You needn't be too oberservant to notice a cultural shift compared to some 30 years ago. Making my way through a host of rural towns in the past 20 years, my observation is that loss of heavy manufacturing, mining and other high-wage employment has made for a downshift in rural wages, where the labor force has fewere options to find new employment. In the void of declining heavy manufacturing came light manufacturing (that's easily turned off when the economy falters) warehousing, and other employment that offers much lower wages and often times, less steady work. The result is a workforce that never quite finds traction. This isn't any particularly keen insight, I know. 

Reading this piece by Roger Selbert brings up several questions about how rural communities will navigate the future under the socio-economic realities plowing our way. 

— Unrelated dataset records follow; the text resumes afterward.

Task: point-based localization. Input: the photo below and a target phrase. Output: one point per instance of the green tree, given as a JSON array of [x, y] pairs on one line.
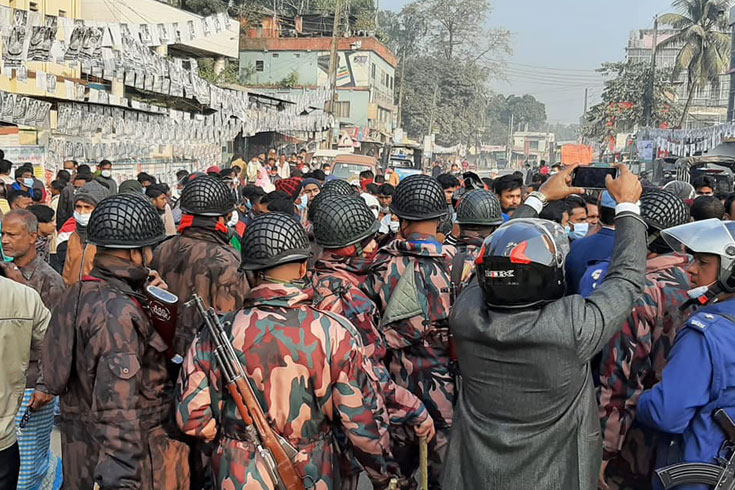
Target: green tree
[[703, 34], [443, 48], [622, 106]]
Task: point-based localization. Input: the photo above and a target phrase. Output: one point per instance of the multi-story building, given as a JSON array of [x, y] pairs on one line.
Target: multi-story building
[[709, 105], [289, 66], [532, 147]]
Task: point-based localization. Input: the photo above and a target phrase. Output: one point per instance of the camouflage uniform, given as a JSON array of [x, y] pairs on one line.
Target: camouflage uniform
[[105, 360], [417, 335], [307, 371], [336, 280], [632, 362], [200, 261]]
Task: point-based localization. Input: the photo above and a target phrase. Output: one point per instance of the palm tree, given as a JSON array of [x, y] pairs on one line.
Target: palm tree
[[705, 51]]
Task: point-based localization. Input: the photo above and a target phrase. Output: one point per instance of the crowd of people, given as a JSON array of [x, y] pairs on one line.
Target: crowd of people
[[532, 334]]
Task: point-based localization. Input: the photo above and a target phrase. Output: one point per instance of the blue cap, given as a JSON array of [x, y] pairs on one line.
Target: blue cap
[[607, 201]]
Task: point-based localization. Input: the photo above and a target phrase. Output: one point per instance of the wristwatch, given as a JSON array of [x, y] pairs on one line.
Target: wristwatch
[[538, 195]]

Particularly, how does the connectedness of a rural community dampen the effect of the social isolation described in these points by Selbert? Or does it?

Declining Social Cohesion

In a recent lecture at the American Enterprise Institute, Charles Murray gave a preview of his forthcoming book, “Coming Apart at the Seams.” His thesis: America has never been a classless society, but over the last half century the United States has developed new lower and upper classes that diverge on core behaviors and values to an unprecedented degree. The divergence of America into these separate classes is different in kind from anything America has ever known, maintains Murray, and if it continues, will end “the American way of life.”

What has Murray so troubled are disconcerting trends in the white working class, for if things are bad in the lower middle class, things can’t be good in the country as a whole. Looking at America’s four essential Founding virtues (Industriousness, Honesty, Marriage, and Religiosity), Murray finds widening gaps between the upper-middle and working classes:

Marriage: In 1960, 88% of the upper-middle class was married, versus 83% of the working class, a negligible 5% gap. Today, 83% of the upper-middle class is married, but among the working class, marriage has collapsed: only 48% are married. That’s a revolutionary change, as is the percentage of children born to working class single women (from 6% to nearly 50% in the last 50 years).

Industriousness: The percentage of working class males not in the workforce went from 5% in 1968 to 12% in 2008. Among those with jobs, the percentage working less than 40 hours a week increased from 13% in 1960 to 21% in 2008.

Religiosity: The percentage of Americans saying they have no religion increased from 4% in 1972 to 21% in 2010. A substantial majority of the upper-middle class (58%) retains some meaningful form of religious involvement, whereas a substantial majority of the working class (61%) does not.

Honesty: The great increases in crime and incarceration over the past decades have overwhelmingly victimized working class communities, while hardly touching upper-middle class communities.